Parmi les profils les plus étudiés on retrouve notamment :
Les personnes autistes (TSA Troubles du spectre de l’autisme)
Les personnes présentant un TDAH (trouble déficit de l’attention avec ou sans hyperactivité)
Les personnes avec un profils DYS (dyslexie, dyspraxie, dysorthographie, dyscalculie…)
Les personnes HPI (à Haut Potentiel intellectuel)
Comprendre ces fonctionnements c’est repenser la manière dont les organisations conçoivent le travail, la communication et les environnements professionnels.
🔎Qu’est-ce que la neuroatypicité au travail ?
Le terme neuroatypique est issu du concept de neurodiversité, introduit dans les années 1990 par la sociologue Judy Singer.
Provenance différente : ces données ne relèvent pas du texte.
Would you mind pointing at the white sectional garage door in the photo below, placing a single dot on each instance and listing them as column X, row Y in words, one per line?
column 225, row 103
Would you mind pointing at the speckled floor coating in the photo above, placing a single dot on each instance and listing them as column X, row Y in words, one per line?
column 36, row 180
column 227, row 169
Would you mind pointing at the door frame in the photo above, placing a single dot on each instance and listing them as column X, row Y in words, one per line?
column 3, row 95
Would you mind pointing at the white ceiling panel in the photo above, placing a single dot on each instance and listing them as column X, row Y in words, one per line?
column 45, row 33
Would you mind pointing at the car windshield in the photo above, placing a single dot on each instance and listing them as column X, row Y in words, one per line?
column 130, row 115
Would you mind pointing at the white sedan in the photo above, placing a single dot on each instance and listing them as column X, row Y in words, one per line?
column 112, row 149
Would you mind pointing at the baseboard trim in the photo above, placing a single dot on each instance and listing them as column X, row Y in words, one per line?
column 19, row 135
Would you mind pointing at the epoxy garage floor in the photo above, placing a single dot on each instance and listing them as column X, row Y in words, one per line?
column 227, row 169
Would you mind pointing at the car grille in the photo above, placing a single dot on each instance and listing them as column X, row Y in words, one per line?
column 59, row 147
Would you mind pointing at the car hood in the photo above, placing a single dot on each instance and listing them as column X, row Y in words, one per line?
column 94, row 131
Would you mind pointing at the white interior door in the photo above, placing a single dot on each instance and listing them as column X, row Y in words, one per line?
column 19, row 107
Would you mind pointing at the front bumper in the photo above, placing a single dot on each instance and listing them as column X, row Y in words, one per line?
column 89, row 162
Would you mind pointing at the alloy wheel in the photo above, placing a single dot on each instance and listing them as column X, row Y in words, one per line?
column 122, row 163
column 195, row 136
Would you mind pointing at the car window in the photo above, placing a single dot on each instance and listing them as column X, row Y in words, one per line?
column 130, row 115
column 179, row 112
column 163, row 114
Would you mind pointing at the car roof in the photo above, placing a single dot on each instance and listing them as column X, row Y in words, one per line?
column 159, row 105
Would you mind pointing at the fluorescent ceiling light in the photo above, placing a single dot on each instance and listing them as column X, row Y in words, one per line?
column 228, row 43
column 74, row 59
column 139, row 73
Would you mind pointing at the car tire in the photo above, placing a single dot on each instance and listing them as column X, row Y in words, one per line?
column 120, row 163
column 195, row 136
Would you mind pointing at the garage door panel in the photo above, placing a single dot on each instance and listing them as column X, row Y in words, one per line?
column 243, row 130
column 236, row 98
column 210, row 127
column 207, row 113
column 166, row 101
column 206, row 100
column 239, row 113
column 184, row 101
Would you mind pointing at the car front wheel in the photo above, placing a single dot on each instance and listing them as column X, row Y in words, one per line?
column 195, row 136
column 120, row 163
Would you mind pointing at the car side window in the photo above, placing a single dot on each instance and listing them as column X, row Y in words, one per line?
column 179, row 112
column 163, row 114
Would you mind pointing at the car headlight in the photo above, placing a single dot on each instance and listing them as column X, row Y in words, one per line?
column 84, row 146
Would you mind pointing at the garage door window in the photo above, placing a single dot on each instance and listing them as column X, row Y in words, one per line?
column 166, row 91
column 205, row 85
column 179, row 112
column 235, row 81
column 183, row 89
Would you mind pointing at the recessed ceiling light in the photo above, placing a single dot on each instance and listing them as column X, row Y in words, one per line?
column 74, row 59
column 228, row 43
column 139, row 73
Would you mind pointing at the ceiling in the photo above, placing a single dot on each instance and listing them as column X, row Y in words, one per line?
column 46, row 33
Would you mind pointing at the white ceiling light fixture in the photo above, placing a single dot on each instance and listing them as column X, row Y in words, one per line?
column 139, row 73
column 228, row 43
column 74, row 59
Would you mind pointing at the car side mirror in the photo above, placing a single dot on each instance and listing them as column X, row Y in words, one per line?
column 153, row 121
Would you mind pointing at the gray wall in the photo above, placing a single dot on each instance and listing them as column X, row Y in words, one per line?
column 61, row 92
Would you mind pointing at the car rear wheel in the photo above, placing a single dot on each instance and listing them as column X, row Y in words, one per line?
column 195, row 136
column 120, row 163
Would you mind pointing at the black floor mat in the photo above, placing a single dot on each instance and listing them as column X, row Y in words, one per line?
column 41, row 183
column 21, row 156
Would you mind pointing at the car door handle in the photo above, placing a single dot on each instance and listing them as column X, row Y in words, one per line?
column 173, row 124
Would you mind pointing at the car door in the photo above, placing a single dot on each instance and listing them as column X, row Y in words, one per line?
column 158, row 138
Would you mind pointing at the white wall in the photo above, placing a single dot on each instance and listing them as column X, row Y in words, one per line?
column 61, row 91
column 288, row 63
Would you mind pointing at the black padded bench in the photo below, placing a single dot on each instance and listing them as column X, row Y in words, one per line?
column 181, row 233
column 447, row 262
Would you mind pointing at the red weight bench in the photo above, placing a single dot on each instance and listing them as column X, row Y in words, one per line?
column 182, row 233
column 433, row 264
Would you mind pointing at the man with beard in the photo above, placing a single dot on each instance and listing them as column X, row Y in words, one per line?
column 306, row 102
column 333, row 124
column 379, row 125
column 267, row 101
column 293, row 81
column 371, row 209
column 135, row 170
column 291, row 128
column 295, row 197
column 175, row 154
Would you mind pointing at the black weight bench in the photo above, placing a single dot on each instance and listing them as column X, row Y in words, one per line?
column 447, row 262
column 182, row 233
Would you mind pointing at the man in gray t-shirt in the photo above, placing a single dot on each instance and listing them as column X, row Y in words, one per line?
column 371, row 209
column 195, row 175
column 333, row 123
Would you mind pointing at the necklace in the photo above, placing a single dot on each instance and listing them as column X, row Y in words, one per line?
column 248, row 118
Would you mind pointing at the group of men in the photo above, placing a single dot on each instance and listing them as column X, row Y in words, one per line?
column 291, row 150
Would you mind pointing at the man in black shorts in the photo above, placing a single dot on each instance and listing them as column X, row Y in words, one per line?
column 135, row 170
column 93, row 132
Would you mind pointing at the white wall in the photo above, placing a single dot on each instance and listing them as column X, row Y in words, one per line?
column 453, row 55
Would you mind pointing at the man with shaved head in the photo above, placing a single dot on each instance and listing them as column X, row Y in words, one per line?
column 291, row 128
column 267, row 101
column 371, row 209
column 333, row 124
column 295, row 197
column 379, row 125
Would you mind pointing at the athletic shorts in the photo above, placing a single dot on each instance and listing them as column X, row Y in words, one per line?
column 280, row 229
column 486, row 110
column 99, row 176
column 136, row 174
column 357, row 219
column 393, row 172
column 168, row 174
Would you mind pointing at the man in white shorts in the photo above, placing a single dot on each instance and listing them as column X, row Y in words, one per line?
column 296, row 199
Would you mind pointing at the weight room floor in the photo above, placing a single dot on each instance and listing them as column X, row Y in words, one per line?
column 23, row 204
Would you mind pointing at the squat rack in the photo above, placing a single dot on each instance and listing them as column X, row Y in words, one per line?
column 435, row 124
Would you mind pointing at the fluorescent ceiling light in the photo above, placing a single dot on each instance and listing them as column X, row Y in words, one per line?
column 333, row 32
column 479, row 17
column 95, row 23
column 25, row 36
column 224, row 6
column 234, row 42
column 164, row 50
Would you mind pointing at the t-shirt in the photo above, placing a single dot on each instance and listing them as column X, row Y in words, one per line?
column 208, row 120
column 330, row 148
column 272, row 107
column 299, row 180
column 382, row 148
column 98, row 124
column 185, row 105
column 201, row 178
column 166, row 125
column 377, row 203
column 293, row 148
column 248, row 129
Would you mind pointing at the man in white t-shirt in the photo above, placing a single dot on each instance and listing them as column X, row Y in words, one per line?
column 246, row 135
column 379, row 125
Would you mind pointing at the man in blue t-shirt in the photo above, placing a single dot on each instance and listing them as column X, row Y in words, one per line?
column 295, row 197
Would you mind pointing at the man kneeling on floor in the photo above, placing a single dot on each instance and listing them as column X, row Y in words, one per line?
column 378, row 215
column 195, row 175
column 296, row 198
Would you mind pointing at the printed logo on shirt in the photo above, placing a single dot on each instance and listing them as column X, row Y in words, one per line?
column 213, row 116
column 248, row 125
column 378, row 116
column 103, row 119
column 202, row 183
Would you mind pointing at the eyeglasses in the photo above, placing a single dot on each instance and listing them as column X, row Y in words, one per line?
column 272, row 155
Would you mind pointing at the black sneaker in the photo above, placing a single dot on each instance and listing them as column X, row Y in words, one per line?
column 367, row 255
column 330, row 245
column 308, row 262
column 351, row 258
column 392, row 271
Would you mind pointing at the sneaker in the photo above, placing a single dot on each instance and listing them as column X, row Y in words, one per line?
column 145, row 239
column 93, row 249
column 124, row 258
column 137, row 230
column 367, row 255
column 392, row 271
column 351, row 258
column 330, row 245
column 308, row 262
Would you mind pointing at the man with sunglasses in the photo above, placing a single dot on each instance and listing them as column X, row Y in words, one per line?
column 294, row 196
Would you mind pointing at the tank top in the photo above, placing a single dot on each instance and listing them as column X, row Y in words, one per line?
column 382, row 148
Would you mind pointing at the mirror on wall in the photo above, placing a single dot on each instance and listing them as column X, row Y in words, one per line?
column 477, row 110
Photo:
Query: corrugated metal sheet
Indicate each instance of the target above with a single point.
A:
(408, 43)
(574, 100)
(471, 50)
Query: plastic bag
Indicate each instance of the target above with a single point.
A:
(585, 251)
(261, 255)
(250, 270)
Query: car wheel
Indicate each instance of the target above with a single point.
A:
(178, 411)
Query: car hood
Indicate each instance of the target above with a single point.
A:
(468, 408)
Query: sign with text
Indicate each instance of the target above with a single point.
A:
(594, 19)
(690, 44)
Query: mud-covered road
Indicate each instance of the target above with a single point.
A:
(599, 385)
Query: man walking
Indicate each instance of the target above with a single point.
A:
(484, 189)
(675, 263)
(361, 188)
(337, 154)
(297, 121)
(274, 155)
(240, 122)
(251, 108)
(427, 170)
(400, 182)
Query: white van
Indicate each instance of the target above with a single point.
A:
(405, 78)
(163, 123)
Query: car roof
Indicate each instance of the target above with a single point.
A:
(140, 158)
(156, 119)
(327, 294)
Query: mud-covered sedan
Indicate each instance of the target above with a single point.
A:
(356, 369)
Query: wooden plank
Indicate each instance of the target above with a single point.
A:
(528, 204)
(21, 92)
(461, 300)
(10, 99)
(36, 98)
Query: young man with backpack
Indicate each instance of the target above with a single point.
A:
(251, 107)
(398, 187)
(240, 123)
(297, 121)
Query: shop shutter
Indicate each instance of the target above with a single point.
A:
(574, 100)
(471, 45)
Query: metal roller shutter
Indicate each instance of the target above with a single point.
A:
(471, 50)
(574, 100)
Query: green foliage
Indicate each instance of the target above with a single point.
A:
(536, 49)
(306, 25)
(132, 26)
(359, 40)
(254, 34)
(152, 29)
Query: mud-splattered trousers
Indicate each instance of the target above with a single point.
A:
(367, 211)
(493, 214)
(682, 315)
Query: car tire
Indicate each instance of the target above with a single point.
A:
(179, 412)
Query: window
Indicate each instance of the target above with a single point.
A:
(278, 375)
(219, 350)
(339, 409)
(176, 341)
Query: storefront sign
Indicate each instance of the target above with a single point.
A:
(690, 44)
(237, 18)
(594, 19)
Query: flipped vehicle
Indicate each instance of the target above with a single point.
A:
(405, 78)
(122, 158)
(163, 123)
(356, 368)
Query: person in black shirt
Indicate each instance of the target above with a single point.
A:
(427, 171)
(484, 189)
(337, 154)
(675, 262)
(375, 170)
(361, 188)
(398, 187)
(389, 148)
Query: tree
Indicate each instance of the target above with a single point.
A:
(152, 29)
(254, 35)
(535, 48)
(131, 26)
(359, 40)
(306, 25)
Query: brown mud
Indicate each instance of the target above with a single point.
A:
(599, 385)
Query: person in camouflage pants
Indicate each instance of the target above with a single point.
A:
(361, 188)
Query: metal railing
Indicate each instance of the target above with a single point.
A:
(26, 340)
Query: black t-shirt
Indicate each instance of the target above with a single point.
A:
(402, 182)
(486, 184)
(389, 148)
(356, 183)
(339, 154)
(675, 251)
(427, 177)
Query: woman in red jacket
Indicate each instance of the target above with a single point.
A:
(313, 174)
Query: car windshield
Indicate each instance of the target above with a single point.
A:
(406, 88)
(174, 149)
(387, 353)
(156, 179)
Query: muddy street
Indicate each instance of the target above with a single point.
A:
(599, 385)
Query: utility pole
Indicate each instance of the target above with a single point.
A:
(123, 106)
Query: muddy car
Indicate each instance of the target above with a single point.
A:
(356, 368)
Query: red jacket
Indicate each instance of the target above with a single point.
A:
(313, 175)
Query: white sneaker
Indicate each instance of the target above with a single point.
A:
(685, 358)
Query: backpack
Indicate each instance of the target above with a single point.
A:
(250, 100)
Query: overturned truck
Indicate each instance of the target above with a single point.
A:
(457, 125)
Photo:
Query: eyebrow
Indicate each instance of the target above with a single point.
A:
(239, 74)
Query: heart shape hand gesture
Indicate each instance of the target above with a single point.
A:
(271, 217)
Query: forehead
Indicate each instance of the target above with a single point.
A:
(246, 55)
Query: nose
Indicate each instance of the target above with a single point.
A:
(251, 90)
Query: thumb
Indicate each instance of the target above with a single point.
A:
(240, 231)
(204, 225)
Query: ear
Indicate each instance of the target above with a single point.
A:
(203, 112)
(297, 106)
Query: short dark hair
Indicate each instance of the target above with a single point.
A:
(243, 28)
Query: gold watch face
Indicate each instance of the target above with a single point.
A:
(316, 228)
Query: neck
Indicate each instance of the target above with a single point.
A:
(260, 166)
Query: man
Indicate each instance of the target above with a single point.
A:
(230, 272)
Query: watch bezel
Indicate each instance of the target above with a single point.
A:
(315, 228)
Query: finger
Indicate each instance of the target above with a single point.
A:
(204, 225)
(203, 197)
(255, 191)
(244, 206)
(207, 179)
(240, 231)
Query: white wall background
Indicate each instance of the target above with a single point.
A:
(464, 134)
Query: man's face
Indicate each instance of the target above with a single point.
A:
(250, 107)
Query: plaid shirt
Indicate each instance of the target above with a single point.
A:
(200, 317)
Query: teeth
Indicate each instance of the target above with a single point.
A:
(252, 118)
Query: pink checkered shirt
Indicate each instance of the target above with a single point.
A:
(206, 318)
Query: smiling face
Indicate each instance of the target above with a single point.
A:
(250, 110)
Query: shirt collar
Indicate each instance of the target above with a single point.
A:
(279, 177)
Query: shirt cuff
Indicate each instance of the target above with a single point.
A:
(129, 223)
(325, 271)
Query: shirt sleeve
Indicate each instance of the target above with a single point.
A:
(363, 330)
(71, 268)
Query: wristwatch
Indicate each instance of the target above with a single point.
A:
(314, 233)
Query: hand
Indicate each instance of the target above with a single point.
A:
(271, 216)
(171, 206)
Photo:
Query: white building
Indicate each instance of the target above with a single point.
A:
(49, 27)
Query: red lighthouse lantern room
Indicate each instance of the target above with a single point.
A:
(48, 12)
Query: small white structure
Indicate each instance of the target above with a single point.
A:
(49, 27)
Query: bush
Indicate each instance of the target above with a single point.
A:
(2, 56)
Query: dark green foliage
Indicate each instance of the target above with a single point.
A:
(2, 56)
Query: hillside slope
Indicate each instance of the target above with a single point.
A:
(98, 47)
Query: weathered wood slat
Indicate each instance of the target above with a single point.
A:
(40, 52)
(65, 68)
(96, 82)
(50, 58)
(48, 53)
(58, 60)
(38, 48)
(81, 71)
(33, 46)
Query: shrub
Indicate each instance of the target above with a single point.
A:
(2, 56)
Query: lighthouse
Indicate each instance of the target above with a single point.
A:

La neurodiversité repose sur une idée simple :
👉 les différences neurologiques font partie de la variabilité naturelle du fonctionnement humain.
La neuroatypicité désigne donc des profils dont le fonctionnement cognitif s’écarte statistiquement et considérablement de la norme majoritaire dominante.
Ces différences peuvent concerner (liste non exhaustive) :
●La perception sensorielle
●La régulation de l’attention
●Certaines fonctions exécutives
●Le traitement du langage
●Les interactions sociales
Selon plusieurs estimations internationales, 15 à 20 % de la population présenterait une forme de neuroatypicité.
Autrement dit : dans une équipe de dix personnes, il est probable qu’ une ou deux personnes fonctionnent différemment du modèle sociétale dominant.
🔎Autisme au travail
Les recherches contemporaines parlent aujourd’hui de spectre de l’autisme, afin de souligner la grande variabilité des profils.
Plusieurs caractéristiques cognitives sont fréquemment observées dans la littérature scientifique, notamment :
●Un traitement très précis et détaillé de l’information
●Une sensibilité sensorielle parfois plus élevée
●Un traitement plus littéral du langage
●Une préférence pour des environnements structurés et prévisibles
Dans les organisations, ces caractéristiques peuvent parfois être mal interprétées.
Par exemple :
●Une communication directe peut être perçue comme un manque de diplomatie
●Une sensibilité sensorielle peut être interprétée comme une difficulté d’adaptation
●Un besoin de structure peut être interprété comme de la rigidité
Pourtant, de nombreuses recherches montrent que certaines personnes autistes peuvent présenter des compétences particulièrement pertinentes dans certains contextes professionnels :
●Capacité d’analyse fine
●Précision dans les tâches complexes
●Pensée systémique
●Persévérance dans la résolution de problèmes
Les travaux récents insistent également sur le modèle de la double empathie (Milton, 2012), selon lequel les difficultés de communication entre personnes autistes et non autistes sont souvent réciproques, et non uniquement liées à l’autisme.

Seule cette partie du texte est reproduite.